Behinderte Schüler dürfen in NRW ab August allgemeine Schulen zu besuchen. Doch statt sich vorzubereiten, streiten sich Land und Kommunen.

Geht auch ohne Probleme: gemeinsames Lernen in Neuss Bild: dpa

KÖLN taz | Jonas’ Bewerbungsmappe enthält Fotos und einen Steckbrief, den er selbst ausgefüllt hat. Dem können seine potenziellen LehrerInnen entnehmen, dass sein Lieblingsfach Lesen und sein Lieblingsspiel Memory ist. Jonas besucht derzeit die vierte Klasse einer Grundschule, im Herbst steht der Wechsel an eine Oberschule an. An sieben Schulen hat er sich vorgestellt. Doch einen Platz für das kommende Schuljahr hat Jonas bislang nicht gefunden.

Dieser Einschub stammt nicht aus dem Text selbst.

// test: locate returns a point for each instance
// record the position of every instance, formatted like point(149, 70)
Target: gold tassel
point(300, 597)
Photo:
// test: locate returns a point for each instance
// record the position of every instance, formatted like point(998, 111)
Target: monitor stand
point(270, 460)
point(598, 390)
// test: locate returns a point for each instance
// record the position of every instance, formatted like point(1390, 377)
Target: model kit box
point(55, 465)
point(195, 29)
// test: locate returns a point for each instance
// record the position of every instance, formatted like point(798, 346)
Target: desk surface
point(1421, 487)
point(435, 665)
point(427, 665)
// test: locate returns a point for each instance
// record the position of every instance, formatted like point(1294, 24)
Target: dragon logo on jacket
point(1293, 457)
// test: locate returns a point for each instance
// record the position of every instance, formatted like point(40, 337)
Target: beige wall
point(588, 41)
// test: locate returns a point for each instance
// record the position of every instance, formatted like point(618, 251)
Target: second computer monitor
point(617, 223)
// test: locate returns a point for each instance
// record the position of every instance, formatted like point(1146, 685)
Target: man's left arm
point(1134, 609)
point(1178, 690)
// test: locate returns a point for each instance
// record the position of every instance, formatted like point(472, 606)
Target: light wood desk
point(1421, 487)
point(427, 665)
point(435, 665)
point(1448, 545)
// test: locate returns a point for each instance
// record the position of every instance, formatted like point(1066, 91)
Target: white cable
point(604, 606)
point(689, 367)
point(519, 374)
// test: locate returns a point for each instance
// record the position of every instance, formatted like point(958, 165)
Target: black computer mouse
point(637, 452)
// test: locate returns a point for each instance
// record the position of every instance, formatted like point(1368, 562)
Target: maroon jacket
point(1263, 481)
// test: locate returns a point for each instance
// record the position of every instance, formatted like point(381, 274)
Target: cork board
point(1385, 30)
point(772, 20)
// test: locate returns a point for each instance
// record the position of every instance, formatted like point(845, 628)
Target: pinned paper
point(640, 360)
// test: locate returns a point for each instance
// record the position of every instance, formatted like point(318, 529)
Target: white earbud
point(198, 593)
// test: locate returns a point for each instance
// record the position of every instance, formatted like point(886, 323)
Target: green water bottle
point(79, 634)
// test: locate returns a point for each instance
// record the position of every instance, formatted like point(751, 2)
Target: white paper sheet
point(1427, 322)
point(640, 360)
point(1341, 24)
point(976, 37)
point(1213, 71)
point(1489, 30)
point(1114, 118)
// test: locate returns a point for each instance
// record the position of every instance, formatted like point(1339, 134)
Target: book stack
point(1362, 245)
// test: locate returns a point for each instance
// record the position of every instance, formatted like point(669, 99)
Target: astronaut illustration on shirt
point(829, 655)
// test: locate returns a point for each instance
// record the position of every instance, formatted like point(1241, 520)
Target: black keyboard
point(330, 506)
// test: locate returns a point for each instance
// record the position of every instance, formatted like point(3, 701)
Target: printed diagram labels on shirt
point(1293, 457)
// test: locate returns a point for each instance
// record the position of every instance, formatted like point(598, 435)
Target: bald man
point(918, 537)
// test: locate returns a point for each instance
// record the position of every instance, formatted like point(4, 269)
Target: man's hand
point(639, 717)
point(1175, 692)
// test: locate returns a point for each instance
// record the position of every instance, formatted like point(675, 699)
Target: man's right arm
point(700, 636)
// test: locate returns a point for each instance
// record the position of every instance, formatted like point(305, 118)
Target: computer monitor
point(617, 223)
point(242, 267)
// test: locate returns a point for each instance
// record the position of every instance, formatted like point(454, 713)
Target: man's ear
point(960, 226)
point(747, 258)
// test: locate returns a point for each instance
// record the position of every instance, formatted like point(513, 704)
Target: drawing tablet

„Mama, mich will ja sowieso keine Schule“, sagt Jonas jetzt oft. „Es ist fast wie bei einem Schulcasting“, sagt seine Mutter Susanne Schiffer-Graaf. Jonas hat das fragile X-Syndrom, eine genetische Veränderung. Die Folge ist eine schwere Lern- und Entwicklungsstörung.

Für Kinder wie Jonas sollte das eigentlich kein Hindernis mehr sein. Deutschland hat bereits 2009 die UN-Behindertenrechtskonvention ratifiziert. Das bedeutet, dass Schüler mit Bedarf an sonderpädagogischer Unterstützung das Recht auf einen Platz an einer allgemeinen Schule haben, wenn ihre Eltern das wünschen. Die Bundesländer sind nun verpflichtet, ihre Schulgesetze anzupassen und Voraussetzungen für den gemeinsamen Unterricht zu schaffen. Doch der Umbau des Schulsystems kostet Geld, nach einer Studie des Bildungsforschers Klaus Klemm werden bundesweit bis zu 660 Millionen Euro pro Jahr zusätzlich gebraucht.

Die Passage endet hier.